City to Slap Metal Boots on Cars with Unpaid Tickets
By next week, the Bloomberg administration will likely give the go-ahead for a private company named PayLock to place new-age tire boots on any car whose owner has accumulated $350 or more of unpaid tickets.
Finance Department workers have been feverishly rewriting computer codes on the agency’s customer payment website for months to have the new system ready to go by Tuesday.
Agency spokesman Owen Stone said Thursday the initial rollout in some pilot areas will begin soon after, but declined to say when.
Finance Commissioner David Frankel told the City Council last month that the new system will “facilitate debt collection while also reducing inconvenience to motorists.”
But internal agency documents obtained by the Daily News show motorists will be smacked with the same — or even higher — fees than under the current towing system just to shake loose the contraption, known as the SmartBoot.
Frankel’s aides resisted saying how the program would work until they learned The News had obtained the internal documents. Stone confirmed that the mayor’s office Wednesday approved the contract with PayLock, the New Jersey firm that landed the five-year $70 million no-bid deal to operate the new system.

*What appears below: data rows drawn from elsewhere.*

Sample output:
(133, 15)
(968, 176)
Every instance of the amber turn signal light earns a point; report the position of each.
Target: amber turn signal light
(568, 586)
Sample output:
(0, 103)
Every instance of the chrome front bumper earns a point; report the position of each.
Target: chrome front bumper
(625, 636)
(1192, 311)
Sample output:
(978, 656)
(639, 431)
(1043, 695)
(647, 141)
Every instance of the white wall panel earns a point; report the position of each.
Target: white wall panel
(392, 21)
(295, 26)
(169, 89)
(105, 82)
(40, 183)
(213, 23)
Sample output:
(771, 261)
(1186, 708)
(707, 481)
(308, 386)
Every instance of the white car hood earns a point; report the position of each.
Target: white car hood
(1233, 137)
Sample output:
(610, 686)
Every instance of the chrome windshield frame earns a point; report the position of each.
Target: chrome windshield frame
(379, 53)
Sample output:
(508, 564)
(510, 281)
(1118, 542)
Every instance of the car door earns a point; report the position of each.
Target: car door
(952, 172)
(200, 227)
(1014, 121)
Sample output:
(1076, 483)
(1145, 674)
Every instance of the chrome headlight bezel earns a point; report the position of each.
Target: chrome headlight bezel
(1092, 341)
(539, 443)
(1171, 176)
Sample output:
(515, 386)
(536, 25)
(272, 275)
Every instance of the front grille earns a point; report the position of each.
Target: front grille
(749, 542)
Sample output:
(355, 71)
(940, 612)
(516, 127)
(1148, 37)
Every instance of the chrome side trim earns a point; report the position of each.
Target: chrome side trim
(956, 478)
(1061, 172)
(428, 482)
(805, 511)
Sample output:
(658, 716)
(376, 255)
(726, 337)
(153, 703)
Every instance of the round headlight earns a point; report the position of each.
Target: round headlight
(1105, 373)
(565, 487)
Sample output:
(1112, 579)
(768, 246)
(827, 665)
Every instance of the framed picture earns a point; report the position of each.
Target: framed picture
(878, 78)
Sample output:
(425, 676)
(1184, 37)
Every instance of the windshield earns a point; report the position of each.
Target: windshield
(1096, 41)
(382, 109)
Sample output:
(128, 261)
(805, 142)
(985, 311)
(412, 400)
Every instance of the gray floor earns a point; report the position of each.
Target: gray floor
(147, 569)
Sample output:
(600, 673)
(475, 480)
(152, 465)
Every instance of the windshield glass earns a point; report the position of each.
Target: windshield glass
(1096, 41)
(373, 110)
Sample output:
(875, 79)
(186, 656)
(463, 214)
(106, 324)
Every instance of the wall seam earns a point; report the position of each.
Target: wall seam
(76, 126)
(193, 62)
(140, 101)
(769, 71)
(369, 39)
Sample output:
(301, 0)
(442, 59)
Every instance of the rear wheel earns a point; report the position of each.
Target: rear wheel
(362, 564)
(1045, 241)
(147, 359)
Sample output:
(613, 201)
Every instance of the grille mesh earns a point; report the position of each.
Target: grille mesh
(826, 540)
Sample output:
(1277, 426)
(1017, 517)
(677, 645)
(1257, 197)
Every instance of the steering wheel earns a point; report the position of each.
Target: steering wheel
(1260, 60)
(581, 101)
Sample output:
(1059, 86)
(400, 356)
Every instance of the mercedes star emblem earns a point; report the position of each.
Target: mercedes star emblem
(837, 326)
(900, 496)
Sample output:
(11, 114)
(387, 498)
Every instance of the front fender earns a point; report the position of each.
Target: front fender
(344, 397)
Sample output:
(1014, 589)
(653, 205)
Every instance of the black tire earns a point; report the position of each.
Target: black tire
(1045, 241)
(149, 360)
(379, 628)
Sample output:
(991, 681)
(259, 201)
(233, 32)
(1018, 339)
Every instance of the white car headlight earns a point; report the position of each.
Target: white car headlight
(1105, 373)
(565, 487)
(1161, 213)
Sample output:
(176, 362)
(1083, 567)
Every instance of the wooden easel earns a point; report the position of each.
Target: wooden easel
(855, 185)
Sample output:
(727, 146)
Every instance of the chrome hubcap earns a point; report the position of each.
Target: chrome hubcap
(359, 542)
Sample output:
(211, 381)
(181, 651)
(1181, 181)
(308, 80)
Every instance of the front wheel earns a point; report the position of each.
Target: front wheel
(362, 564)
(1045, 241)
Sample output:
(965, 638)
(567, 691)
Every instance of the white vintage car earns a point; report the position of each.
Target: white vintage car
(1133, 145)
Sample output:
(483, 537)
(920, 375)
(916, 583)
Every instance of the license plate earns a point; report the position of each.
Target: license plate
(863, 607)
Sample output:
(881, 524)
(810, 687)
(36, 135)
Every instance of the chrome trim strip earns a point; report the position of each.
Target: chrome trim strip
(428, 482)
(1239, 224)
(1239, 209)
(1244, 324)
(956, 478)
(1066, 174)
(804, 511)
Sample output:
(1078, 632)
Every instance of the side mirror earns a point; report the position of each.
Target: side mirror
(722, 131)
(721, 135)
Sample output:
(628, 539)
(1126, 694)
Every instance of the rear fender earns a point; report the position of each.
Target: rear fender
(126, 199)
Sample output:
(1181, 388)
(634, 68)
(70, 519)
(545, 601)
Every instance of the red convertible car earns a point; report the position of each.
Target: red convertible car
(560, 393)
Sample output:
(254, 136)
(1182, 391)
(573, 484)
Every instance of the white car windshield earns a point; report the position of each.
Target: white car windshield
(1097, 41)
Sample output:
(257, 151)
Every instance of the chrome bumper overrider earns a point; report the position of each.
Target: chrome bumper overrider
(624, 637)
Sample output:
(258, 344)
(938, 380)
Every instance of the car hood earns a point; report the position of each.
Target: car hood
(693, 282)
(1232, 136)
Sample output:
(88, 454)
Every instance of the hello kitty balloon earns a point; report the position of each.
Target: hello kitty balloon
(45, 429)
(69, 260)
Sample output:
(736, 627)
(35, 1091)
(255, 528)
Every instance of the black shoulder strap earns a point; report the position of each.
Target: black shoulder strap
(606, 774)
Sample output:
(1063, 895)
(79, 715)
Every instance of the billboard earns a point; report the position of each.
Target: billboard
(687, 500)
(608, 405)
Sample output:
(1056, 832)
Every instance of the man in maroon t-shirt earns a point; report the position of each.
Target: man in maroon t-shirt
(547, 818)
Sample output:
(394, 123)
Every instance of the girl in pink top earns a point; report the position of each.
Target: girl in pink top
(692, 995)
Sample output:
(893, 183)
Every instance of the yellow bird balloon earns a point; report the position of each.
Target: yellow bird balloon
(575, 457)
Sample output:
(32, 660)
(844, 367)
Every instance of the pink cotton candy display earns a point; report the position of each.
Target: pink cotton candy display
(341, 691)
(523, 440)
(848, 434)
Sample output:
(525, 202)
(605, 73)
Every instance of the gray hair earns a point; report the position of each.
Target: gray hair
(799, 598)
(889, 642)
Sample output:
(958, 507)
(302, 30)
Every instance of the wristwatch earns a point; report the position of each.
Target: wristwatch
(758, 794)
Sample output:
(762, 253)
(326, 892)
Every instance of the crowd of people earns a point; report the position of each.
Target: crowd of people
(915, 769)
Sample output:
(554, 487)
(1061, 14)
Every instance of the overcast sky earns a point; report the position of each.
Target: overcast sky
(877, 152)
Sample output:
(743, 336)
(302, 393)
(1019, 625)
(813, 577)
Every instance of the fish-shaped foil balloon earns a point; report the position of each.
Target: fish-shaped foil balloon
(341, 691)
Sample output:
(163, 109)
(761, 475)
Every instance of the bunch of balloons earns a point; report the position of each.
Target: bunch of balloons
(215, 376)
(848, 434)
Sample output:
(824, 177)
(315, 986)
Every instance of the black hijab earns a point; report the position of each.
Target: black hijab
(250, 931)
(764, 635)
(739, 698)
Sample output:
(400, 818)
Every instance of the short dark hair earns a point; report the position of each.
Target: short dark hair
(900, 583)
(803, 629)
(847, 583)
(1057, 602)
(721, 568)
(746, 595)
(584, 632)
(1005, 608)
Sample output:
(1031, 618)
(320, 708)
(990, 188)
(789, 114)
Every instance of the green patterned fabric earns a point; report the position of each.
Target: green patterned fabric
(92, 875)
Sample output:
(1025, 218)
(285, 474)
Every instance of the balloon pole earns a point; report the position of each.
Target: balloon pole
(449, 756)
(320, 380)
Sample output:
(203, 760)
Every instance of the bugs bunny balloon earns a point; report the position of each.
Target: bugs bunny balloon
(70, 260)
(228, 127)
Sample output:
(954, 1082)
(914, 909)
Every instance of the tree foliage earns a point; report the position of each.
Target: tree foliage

“This PayLock system has all kinds of problems and hasn’t been properly tested, but they’re still rushing to get it up and running,” a city manager with knowledge of the program told The News.
Under the program, a city marshal will be deployed with teams of PayLock employees. The marshal will verify that a car has more than $350 in judgments, then authorize PayLock to boot it.
The scofflaw can then call a toll-free number and pay his bill immediately by credit or debit card. PayLock will give him a code to self-release the boot.
Or the driver can travel to a city payment center and pay his tickets and fees in cash, then get the release code.
A motorist who owes $355 in parking tickets, for example, will have to pay an additional $180 for Paylock’s “boot fee,” $70 for a marshal’s “execution fee,” plus a “poundage fee” of 5% of the entire bill.
In this case, that would be another $30. And, if the driver pays by credit card, he or she will be charged a small additional “convenience fee.”
Drivers would be forced to shell out nearly $300 on top of the original $355 in tickets. That’s virtually the same amount as under the current towing system — even though the city will be towing far fewer cars.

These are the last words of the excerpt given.